Keenan mengangguk. Ia menutup kaca mobilnya dan meminta supirnya untuk pergi dari sana. Sudah cukup Nadine menolaknya setelah ia selalu mencoba berbuat baik. Sudah cukup gadis itu melukai egonya. Sudah cukup ia merendahkan dirinya. Kini, ia tidak akan mengemis lagi.
***
Wajah Ilana terlempar ke samping saat sebuah tamparan mendarat di pipinya. Sebelah tangannya terulur untuk mengusap pipinya yang perlahan terasa panas.
“Kenapa kamu malah berjalan mundur?” Helen menatap Ilana dengan tatapan marah. Dadanya naik turun karena emosi. Ia tidak mengerti kenapa gadis itu kini kalah oleh anak baru di kelasnya.
Ilana tak mengatakan apapun. Ia tidak punya pembelaan apapun, karena ia tahu bahwa ibunya tidak akan mendengarkan semua yang ia katakan. Ibunya selalu lebih percaya pada pemikirannya sendiri dan tidak pernah memberinya kesempatan untuk menjelaskan.

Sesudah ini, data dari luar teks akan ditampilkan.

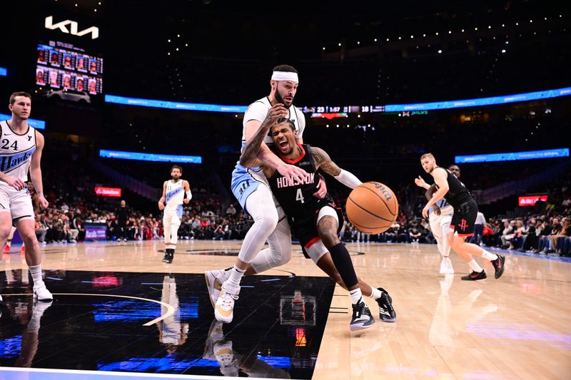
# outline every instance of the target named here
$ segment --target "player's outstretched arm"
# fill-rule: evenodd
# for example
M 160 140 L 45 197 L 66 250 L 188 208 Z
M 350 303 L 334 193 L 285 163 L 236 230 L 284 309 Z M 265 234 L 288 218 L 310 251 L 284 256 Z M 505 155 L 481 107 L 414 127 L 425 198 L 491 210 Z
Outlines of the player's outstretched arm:
M 36 193 L 40 200 L 40 205 L 43 208 L 46 208 L 49 203 L 44 195 L 44 182 L 41 179 L 41 168 L 40 161 L 41 160 L 41 151 L 44 149 L 44 135 L 38 132 L 36 133 L 36 150 L 31 155 L 30 162 L 30 178 L 36 189 Z M 11 184 L 9 184 L 11 185 Z M 14 185 L 11 185 L 14 186 Z
M 166 181 L 163 183 L 163 196 L 158 200 L 158 210 L 165 209 L 165 199 L 166 199 Z
M 311 153 L 313 155 L 313 160 L 317 168 L 321 169 L 327 174 L 333 175 L 335 180 L 348 188 L 354 189 L 363 183 L 354 174 L 339 168 L 337 164 L 331 160 L 329 155 L 320 148 L 312 147 Z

“Sampai kapan kamu mau begini, Ilana?” Helen mengatakan itu saat ia mulai tenang. “posisi dua saja sudah buruk, sekarang kamu malah ada di posisi tiga.” kata Helen lagi. “sesusah apa esai itu, hah?” sebelah tangan wanita itu terulur untuk mencubit lengan Ilana yang langsung meringis kesakitan.
“Kalau kamu begini terus, kamu akan ada diperingkat tiga saat akhir semester.” Helen menatap Ilana yang masih menunduk. Sebelah tangan gadis itu terlihat mengusap sisi lengan yang baru saja ia cubit. Tapi ia sama sekali tidak menyesal. Ilana harus diajarkan untuk tak mengalah pada siapapun dan selalu jadi yang pertama. Ia ingin anak itu ada di posisi pertama dalam semua tugas. Ia ingin gadis itu menjadi yang terbaik di sekolahnya.
Sebelah tangan Helen kembali terulur untuk mencubit lengan Ilana yang langsung meringis kesakitan, “dengar Ilana, kalau kamu ada diposisi ketiga lagi di tugas dan ujian lain, mama tidak akan tinggal diam.”
Helen berdiri dan pergi dari ruangan itu, membiarkan Ilana yang masih menunduk dan tengah sekuat tenaga menahan tangisnya.
Dibalik tembok, sepasang mata memperhatikannya. Asisten rumah tangga yang sudah bekerja di rumah itu selama bertahun-tahun kerap ikut sedih kala melihat bagaimana bosnya memperlakukan anaknya. Baginya wanita itu terlalu ringan tangan terhadap anaknya. Wanita itu selalu menekan anaknya untuk menjadi yang pertama dan sesuai dengan keinginannya. Wanita itu selalu merasa kurang dengan apa yang sudah diraih oleh anaknya.
Wanita paruh baya itu sedih karena tidak bisa berbuat apapun. Ilana selalu mengurung diri. Gadis selalu menghabiskan waktunya di kamar untuk belajar. Gadis itu tidak punya teman dan terkurung dalan dinding invisble yang tidak bisa ditembus oleh dirinya sendiri ataupun orang lain. Gadis itu mungkin terlihat angkuh dan dingin. Namun ia tahu bahwa gadis itu rapuh. Ia tidak ingin orang tahu kehidupannya. Gadis itu tak suka dikasihani.